HIAWASSEE, Ga – Towns County Sole Commissioner Cliff Bradshaw and Sheriff Kenneth Henderson presented and signed a pro-Second Amendment (2A) resolution during the February commission meeting.
The Second Amendment Sanctuary movement patterned itself after the Sanctuary Cities for refugees. The first credited use of a gun sanctuary was in Effingham County, Illinois. The measures commonly reject the enforcement of federal or state gun laws and target regulations like red flag laws, universal gun background checks, and bans on assault-style weapons.
“I took an oath to uphold the Constitution, Bradshaw explained. He quoted President Ronald Reagan (R – CA) who also opposed gun control.
Once the sheriff’s race heated up, the commissioner wanted to wait on the resolution until he knew he had the sheriff’s support. Henderson approached Bradshaw about a Second Amendment Sanctuary measure first and reviewed what Bradshaw already wrote.
“I just can’t explain how honored and humbled I am to serve the people of Towns County as your sheriff. I’m going to work very hard every day to do the best job I possibly can,” Henderson stated. “I want to say thank you commissioner for this document. As he said, we took an oath to uphold the Constitution. I as your sheriff will never ever support anything that infringes on your right to bear arms.”

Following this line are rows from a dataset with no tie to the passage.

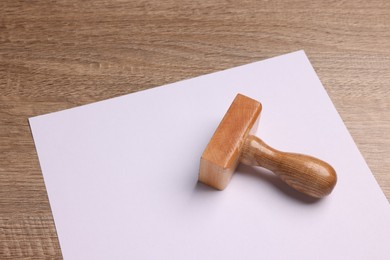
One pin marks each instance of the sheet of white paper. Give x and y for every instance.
(121, 174)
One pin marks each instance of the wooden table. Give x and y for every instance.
(57, 55)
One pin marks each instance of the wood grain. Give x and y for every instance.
(222, 154)
(59, 54)
(304, 173)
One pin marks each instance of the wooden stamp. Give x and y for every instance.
(233, 143)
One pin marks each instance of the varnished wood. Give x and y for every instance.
(304, 173)
(59, 54)
(233, 142)
(221, 156)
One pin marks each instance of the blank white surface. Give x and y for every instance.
(121, 174)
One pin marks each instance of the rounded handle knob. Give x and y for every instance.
(304, 173)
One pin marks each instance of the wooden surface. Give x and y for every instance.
(60, 54)
(304, 173)
(222, 154)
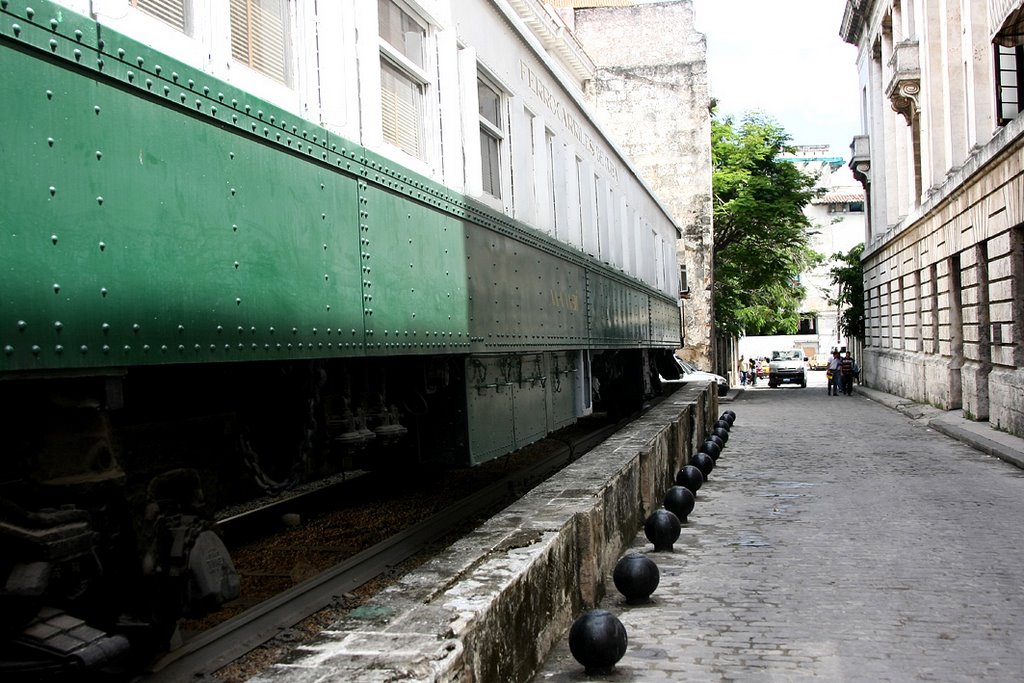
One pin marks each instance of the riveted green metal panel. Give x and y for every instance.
(53, 30)
(489, 409)
(620, 314)
(413, 276)
(134, 235)
(523, 297)
(563, 386)
(665, 323)
(515, 399)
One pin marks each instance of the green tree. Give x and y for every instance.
(762, 237)
(848, 276)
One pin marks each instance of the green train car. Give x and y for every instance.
(205, 296)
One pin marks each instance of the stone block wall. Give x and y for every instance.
(944, 294)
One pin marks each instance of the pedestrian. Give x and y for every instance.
(846, 374)
(833, 374)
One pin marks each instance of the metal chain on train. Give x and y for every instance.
(317, 378)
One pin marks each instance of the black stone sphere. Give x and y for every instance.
(722, 434)
(702, 462)
(663, 528)
(690, 477)
(711, 447)
(679, 501)
(597, 640)
(636, 577)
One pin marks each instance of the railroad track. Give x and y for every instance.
(199, 657)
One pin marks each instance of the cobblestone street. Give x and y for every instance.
(836, 540)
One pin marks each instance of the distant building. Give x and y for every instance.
(650, 90)
(838, 219)
(941, 159)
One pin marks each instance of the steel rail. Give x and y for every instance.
(201, 656)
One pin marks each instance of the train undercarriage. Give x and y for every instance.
(112, 484)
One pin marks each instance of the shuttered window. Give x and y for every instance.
(259, 36)
(1009, 70)
(175, 13)
(401, 110)
(492, 135)
(403, 83)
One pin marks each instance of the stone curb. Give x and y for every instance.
(492, 606)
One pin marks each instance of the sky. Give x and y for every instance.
(784, 57)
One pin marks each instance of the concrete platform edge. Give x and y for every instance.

Several sheriffs in 2A counties have declared they would not enforce any gun law that they deemed unconstitutional.
The Second Amendment resolution states that its “under full assault and the threat to the framework for our basic freedoms and democracy constitutes a clear and present danger.”
SB 281 received special mention as a piece of legislation from the 2019-2020 General Assembly that infringed upon the right to keep and bear arms.

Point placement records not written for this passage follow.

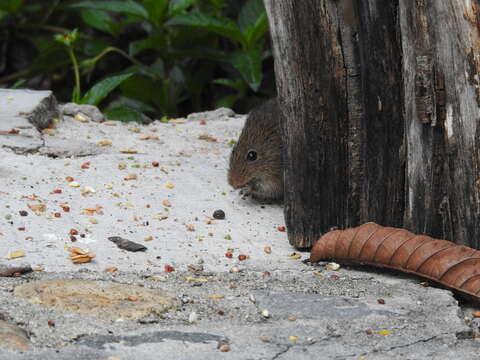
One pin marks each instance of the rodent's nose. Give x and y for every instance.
(235, 182)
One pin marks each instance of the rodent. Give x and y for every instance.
(256, 162)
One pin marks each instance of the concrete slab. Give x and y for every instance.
(158, 185)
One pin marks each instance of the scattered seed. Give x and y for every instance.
(129, 151)
(16, 255)
(224, 348)
(219, 214)
(332, 266)
(169, 268)
(234, 269)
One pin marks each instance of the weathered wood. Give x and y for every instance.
(381, 101)
(441, 63)
(311, 83)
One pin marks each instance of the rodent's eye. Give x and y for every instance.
(252, 155)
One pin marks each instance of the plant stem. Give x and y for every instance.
(76, 93)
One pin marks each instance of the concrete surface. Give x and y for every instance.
(159, 185)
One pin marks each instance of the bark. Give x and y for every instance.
(381, 103)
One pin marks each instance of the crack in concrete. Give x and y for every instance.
(396, 347)
(280, 353)
(99, 341)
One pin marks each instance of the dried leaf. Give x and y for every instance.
(16, 254)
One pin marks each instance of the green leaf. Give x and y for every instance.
(177, 6)
(250, 13)
(128, 7)
(237, 84)
(219, 25)
(152, 42)
(157, 10)
(227, 101)
(99, 20)
(125, 114)
(257, 30)
(100, 90)
(249, 64)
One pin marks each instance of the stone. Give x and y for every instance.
(221, 113)
(90, 111)
(68, 147)
(24, 109)
(98, 298)
(23, 114)
(13, 337)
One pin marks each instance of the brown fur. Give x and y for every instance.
(263, 177)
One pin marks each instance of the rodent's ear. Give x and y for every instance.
(252, 155)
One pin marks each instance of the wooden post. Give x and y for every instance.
(381, 103)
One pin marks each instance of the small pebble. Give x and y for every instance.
(219, 214)
(224, 348)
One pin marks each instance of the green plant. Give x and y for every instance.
(154, 57)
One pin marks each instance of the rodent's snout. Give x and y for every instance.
(235, 182)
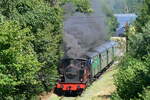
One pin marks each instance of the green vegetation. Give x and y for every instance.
(126, 6)
(132, 80)
(30, 39)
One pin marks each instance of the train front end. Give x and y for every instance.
(74, 75)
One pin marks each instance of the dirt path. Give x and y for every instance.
(99, 90)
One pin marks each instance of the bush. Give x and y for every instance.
(131, 78)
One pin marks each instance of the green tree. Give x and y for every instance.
(18, 61)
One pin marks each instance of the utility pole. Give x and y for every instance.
(53, 2)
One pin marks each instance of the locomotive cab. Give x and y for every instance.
(74, 74)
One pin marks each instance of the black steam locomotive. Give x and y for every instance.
(76, 74)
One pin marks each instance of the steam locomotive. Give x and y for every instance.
(77, 74)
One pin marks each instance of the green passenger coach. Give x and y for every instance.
(102, 57)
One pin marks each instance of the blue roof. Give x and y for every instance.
(101, 48)
(123, 19)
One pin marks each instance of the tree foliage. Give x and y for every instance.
(30, 39)
(132, 80)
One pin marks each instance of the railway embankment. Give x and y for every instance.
(101, 89)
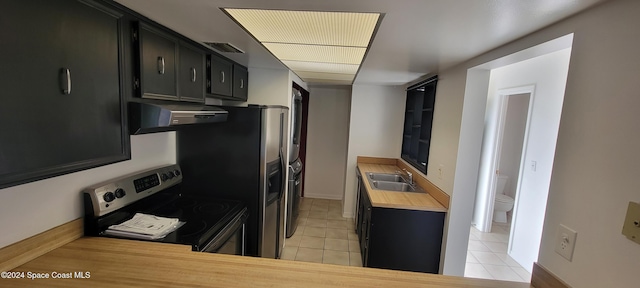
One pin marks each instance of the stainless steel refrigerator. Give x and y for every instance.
(245, 159)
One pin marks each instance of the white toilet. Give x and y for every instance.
(503, 203)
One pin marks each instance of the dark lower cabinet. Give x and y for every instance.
(399, 239)
(62, 107)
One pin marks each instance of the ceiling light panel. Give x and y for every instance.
(312, 53)
(316, 76)
(308, 27)
(300, 66)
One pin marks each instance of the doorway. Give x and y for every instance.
(520, 134)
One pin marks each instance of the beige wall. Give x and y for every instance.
(375, 129)
(35, 207)
(595, 171)
(327, 137)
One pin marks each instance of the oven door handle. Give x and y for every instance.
(226, 233)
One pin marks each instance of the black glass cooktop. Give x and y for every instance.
(204, 217)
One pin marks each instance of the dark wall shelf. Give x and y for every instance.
(417, 123)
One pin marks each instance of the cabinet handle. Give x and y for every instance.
(65, 81)
(161, 65)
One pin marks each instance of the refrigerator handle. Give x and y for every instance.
(283, 162)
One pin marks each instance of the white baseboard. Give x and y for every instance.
(322, 196)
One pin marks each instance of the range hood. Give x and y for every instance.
(148, 118)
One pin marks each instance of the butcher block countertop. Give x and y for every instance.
(430, 201)
(107, 262)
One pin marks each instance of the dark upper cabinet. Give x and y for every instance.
(220, 77)
(418, 117)
(156, 65)
(191, 75)
(63, 104)
(240, 81)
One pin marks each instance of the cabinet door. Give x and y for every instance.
(220, 77)
(62, 106)
(240, 82)
(157, 63)
(191, 74)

The resolution also affirms that Towns County citizens expect their “GOD given rights” to be protected and defended against tyranny, and the commissioner and sheriff will do their part to prohibit any unconstitutional law.
Many few the Second Amendment Sanctuary measures as a largely symbolic effort and not legally binding. Many state constitutions outline how local ordinances can’t conflict with federal or state law.
Pro-Second supporters believe having these resolutions on the books provides a chance for the issue to play out in court.
43 counties in Georgia have passed gun sanctuary resolutions.